と、いつもより堅めの口調で言って部屋を出て行った。


「公私混同も度が過ぎると嫌われるぜ、新行内」

 ニヤニヤしながら言う手塚リーダーは、当然のことながら璃空と柚月の関係も知っている。鷹揚にソファを手で示して「まあ座れ」と言いながら、自分もドッカリとソファに腰を下ろした。

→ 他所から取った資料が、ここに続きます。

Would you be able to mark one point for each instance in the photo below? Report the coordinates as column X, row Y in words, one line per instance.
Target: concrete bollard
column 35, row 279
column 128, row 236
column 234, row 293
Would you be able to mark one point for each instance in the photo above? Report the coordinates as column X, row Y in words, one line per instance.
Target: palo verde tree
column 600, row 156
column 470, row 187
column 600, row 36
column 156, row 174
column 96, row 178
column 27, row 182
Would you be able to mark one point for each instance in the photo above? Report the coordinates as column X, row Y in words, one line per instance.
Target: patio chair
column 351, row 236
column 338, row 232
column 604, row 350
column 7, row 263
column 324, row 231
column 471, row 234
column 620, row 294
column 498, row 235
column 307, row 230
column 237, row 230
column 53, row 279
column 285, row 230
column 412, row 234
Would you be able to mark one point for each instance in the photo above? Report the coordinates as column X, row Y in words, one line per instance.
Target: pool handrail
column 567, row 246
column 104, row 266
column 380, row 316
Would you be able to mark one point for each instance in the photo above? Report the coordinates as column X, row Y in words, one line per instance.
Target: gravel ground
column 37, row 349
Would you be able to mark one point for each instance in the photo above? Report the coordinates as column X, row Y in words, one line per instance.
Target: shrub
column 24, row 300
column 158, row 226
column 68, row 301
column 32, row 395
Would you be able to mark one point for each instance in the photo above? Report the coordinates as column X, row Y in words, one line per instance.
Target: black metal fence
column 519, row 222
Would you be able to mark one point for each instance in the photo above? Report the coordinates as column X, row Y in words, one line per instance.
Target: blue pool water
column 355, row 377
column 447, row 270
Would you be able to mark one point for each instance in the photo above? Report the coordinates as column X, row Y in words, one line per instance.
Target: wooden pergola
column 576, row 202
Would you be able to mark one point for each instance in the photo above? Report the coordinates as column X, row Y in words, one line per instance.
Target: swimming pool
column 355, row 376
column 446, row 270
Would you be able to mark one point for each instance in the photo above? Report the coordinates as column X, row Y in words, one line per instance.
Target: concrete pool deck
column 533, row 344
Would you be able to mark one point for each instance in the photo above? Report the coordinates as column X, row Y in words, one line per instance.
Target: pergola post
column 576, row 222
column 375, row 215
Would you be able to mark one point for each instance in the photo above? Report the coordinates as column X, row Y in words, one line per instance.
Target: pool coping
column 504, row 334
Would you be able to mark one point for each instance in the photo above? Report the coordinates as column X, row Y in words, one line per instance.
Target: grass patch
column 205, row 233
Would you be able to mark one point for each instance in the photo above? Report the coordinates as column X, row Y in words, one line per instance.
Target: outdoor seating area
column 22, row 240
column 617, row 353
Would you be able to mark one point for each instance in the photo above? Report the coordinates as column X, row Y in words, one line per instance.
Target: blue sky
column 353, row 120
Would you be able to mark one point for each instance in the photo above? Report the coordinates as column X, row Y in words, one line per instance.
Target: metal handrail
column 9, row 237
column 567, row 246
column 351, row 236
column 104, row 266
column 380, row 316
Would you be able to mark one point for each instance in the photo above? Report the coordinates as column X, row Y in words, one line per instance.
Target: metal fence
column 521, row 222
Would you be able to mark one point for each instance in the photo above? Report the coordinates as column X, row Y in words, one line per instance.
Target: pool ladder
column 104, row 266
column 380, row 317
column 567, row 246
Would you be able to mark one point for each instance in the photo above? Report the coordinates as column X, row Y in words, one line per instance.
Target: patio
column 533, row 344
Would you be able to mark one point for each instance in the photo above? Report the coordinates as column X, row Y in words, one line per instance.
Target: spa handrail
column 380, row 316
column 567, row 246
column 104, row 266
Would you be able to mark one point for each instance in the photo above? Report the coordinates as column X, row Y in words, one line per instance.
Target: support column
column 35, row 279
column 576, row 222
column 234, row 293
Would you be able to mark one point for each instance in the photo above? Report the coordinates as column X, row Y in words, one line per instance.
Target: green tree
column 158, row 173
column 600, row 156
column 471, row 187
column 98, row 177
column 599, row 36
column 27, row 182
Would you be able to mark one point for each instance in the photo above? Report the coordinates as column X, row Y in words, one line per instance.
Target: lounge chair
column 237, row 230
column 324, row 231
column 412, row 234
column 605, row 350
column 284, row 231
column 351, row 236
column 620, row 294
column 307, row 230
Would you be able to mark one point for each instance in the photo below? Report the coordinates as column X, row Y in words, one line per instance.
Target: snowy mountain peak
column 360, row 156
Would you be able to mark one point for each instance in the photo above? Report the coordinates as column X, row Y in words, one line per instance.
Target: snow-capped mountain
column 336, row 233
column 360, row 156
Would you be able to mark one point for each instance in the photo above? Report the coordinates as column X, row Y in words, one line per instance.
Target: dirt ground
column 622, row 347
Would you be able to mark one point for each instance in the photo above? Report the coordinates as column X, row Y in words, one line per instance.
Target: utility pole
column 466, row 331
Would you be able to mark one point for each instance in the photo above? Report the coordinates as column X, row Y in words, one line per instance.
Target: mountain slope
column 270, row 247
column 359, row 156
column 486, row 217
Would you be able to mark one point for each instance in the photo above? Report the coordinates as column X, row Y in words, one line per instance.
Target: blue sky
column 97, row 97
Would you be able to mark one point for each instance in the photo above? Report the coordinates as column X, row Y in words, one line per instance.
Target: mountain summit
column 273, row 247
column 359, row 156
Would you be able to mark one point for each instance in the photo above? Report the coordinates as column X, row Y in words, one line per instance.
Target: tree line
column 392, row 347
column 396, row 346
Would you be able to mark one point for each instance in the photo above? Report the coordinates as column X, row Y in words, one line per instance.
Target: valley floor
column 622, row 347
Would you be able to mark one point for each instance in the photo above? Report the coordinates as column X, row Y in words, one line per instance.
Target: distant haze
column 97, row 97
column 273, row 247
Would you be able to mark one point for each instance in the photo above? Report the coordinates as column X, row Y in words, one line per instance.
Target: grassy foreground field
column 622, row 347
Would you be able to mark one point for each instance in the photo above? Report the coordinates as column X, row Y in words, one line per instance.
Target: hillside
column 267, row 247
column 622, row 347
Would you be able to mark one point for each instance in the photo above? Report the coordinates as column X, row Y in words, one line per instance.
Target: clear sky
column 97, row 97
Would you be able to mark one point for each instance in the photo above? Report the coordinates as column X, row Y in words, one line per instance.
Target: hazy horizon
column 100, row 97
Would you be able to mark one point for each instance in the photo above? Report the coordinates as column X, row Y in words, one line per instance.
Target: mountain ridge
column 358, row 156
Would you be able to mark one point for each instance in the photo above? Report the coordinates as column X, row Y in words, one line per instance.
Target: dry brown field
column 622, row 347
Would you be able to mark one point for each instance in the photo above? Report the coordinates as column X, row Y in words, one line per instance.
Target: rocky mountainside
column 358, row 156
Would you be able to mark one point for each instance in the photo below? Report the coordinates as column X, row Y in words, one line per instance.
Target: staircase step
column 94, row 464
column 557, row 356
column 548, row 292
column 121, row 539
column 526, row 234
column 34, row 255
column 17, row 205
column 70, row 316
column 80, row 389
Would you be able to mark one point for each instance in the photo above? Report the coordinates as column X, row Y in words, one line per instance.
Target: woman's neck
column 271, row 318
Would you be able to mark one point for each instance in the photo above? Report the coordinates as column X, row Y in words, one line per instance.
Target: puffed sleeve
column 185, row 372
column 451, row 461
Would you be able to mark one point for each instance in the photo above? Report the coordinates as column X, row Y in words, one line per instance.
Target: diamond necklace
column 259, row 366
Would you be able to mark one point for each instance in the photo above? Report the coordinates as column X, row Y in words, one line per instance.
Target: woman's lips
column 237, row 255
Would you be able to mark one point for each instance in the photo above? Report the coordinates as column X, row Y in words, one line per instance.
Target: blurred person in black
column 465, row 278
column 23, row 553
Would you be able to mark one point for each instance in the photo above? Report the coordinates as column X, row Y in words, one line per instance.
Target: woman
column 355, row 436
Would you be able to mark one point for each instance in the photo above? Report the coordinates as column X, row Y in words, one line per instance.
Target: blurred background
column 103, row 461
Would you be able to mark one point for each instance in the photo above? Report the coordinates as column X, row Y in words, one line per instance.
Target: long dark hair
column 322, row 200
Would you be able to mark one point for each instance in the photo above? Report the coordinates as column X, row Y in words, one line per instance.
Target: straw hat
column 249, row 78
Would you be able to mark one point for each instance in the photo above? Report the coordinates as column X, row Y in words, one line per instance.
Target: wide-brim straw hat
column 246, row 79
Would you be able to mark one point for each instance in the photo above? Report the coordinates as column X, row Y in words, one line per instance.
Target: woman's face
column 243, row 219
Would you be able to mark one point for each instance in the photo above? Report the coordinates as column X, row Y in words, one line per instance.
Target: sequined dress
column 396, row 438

「いつもながら、お前が出してくる情報はぶっ飛んでるねえ」

「昨日のは、本当に偶然です。それにメールにも書きましたが、広実があの映像を見せてくれなければわからなかった。すべて彼のおかげです」

「へーえ、お前が広実を褒めるなんて。何かの前触れかな?ははは、まあそんなに睨むな」

 手塚は璃空が忠士のことを苦手にしているのも知っている。


 手塚は各チームの指揮官一人一人について、家族構成や生い立ちから、独身者なら恋人の有無、趣味や嗜好、性格や考え方の傾向まですべて把握している。

 なぜならチームの指揮官が、バリヤを根底から支えてくれる隊員たちのリーダーだからだ。

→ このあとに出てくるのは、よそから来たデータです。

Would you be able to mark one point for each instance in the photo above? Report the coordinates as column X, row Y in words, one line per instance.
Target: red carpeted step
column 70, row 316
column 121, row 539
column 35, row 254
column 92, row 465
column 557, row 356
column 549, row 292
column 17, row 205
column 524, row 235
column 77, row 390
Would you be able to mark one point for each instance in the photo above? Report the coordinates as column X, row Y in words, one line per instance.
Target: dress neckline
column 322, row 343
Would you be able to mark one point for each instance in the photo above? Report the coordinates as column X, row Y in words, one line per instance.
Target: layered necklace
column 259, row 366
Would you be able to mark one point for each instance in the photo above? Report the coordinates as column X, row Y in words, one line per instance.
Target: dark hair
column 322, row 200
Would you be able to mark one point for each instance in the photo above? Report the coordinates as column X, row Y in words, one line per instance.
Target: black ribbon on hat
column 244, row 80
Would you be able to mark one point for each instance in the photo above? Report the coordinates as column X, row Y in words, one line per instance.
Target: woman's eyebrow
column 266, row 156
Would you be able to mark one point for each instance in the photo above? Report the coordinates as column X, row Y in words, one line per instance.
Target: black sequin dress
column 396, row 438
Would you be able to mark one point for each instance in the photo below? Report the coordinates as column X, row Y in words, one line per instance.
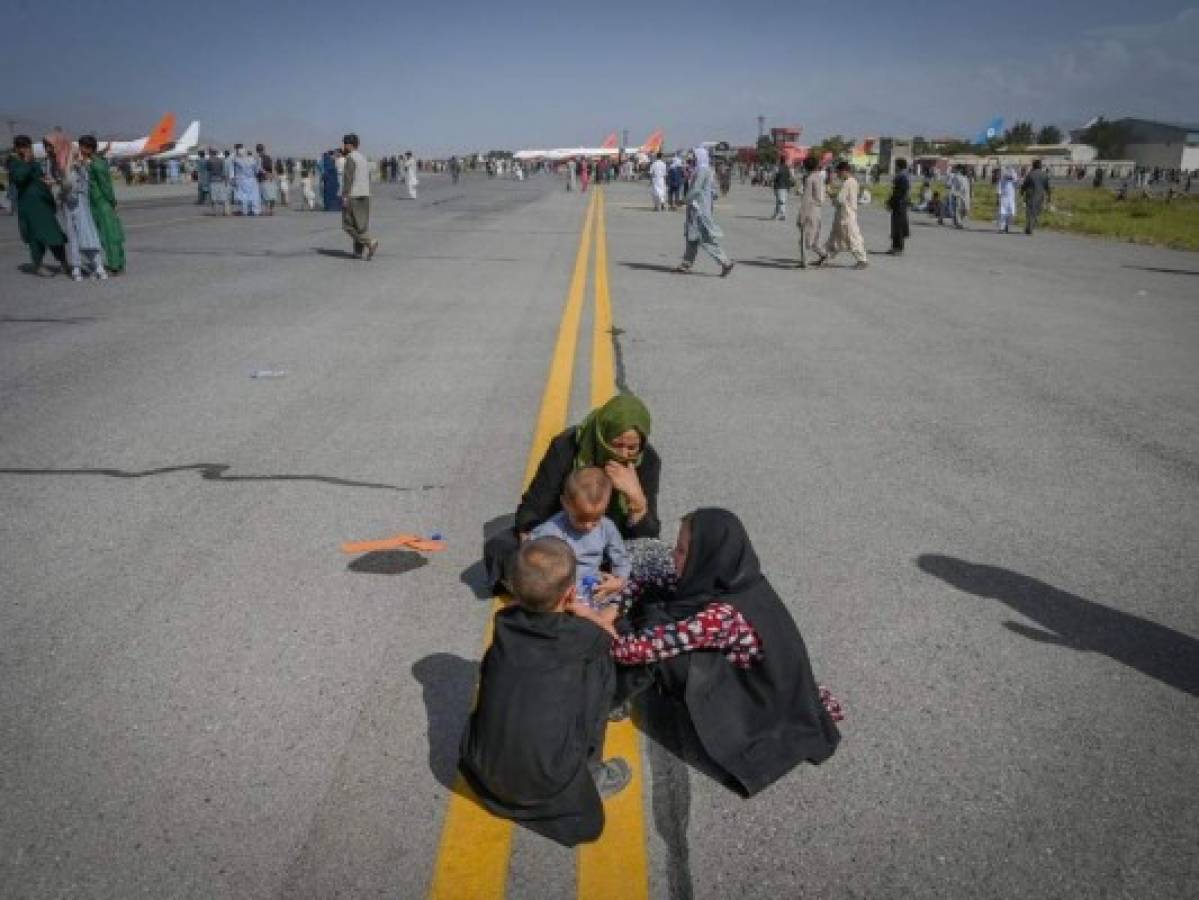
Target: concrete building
column 1158, row 144
column 891, row 149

 彼らチームの指揮官は、手塚と同じようにチームの人間のことはだいたい把握しているだろう。が、人が集まれば良いこともあれば、悪いことも起こる。そういう時に事を収めるのが責任者の役目ではあるが、そういつも上手くいくとは限らない。


 問題を抱えてしまった時に、本人がどんな状態になるかも千差万別。

 無口になる奴、反対に饒舌になる奴。手塚はそれらに常に気を配り、問題が大きくなる前にちょっとしたアドバイスをしてくれるのだ。

 もちろん最終的な決断は、責任者が考えて下せるようにして。


 仕事についても手塚は決して自分の威厳を振り回すようなことはしない。かなり自由に立ち回らせてくれるし、失敗してもとがめず、上からの苦言は事前に身体を張って食い止め、なぜこうなったのかを考えるように言われる。

 反面、成果を出したときはこちらが照れるほど大いに褒めてくれる。

 とにかく男気にあふれた頼りがいのある上司である。